もっとも、全く意識は向けられていないだろうけど気になるなら変えていくしかない。
「あなたが小学生のときは桜里さんがよくしていましたが」
「ならちゅーは? 姉妹ならしないよね」
「き、キスってこんなに早くするんですか!?」
「こんなに早くといっても僕達はずっと昔から一緒にいたからね、よし、しゃがんで?」
なんでも彼女にやってもらったりはしないよ。
これで安心してくれるなら何回でもやる、ドラマなんかでぶつからないで済む角度とかも見てわかっているからぶつかって痛くなってしまうということもない。
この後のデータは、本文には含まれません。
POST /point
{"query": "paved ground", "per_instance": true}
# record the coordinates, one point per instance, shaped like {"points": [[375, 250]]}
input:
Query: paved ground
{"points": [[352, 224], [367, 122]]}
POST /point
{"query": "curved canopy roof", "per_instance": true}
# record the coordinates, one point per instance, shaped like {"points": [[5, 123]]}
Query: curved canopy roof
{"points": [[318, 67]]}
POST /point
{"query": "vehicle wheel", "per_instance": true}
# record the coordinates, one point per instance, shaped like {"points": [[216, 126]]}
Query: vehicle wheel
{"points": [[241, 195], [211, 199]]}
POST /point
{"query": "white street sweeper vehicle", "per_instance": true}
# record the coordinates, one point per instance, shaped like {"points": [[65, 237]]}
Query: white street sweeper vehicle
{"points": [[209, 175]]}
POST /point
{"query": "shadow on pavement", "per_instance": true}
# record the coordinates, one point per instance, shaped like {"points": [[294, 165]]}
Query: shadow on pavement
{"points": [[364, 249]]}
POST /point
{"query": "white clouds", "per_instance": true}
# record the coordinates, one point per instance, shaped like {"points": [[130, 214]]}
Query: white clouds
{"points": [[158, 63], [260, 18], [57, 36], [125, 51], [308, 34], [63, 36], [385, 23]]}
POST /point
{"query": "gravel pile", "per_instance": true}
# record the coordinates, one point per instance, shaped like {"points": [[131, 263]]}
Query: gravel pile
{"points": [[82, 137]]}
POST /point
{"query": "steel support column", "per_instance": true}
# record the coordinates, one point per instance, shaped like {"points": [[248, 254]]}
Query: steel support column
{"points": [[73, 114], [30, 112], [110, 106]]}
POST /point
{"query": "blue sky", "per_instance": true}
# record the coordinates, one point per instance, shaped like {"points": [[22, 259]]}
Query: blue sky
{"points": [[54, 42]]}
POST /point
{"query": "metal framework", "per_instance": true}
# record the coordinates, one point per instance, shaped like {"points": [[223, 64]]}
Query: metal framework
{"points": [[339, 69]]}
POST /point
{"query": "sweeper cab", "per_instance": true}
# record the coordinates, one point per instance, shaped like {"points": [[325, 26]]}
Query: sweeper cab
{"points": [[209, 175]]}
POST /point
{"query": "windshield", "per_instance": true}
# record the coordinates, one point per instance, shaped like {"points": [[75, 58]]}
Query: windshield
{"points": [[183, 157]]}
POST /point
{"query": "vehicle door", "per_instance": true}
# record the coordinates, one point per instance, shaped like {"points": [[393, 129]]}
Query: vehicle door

「うぅ、で、でも、これで安心できるのも本当のことなんですよね、なら――」
「学校からそう離れていないところでなにしようとしているんだよ!」「そうだよ!」
「助かりましたっ」
彼女が楽しそうならそれでいいや。
ちゅーなんていつでもできる、求められたときに応えてあげればいい。
「うっ、なんか胸が痛む……」」
「大丈夫ですか?」
「と、とりあえずキスは駄目だからね」「そ、そうだぞゆき、こはく」
「はい、そうですよね」
放課後は四人で仲良く帰った。
ただ、そこから先は付き合ってもらえなかったからこはくと二人きりになった。
「あ、あの、ゆきさん」
「ん? あ、じっとしてて」
「は、はい」
今度ではなくて今日でよかったかもしれない。
決めていた通り、ちゃんとすると「あ、ありがとうございます」と真っ赤な顔でお礼を言ってくれた。
「って、私がしてもらう側になっているの不味くないですか?」
「なんで? 全く不味くないよ?」
「こ、このまま頼るようになるのは危険なので頑張ります」
「そっか、じゃあよろしくね」
時間ができればこちらはくっつくだけだった。
すぐに抱きしめ返してくれるからこの時間が一番好きだった。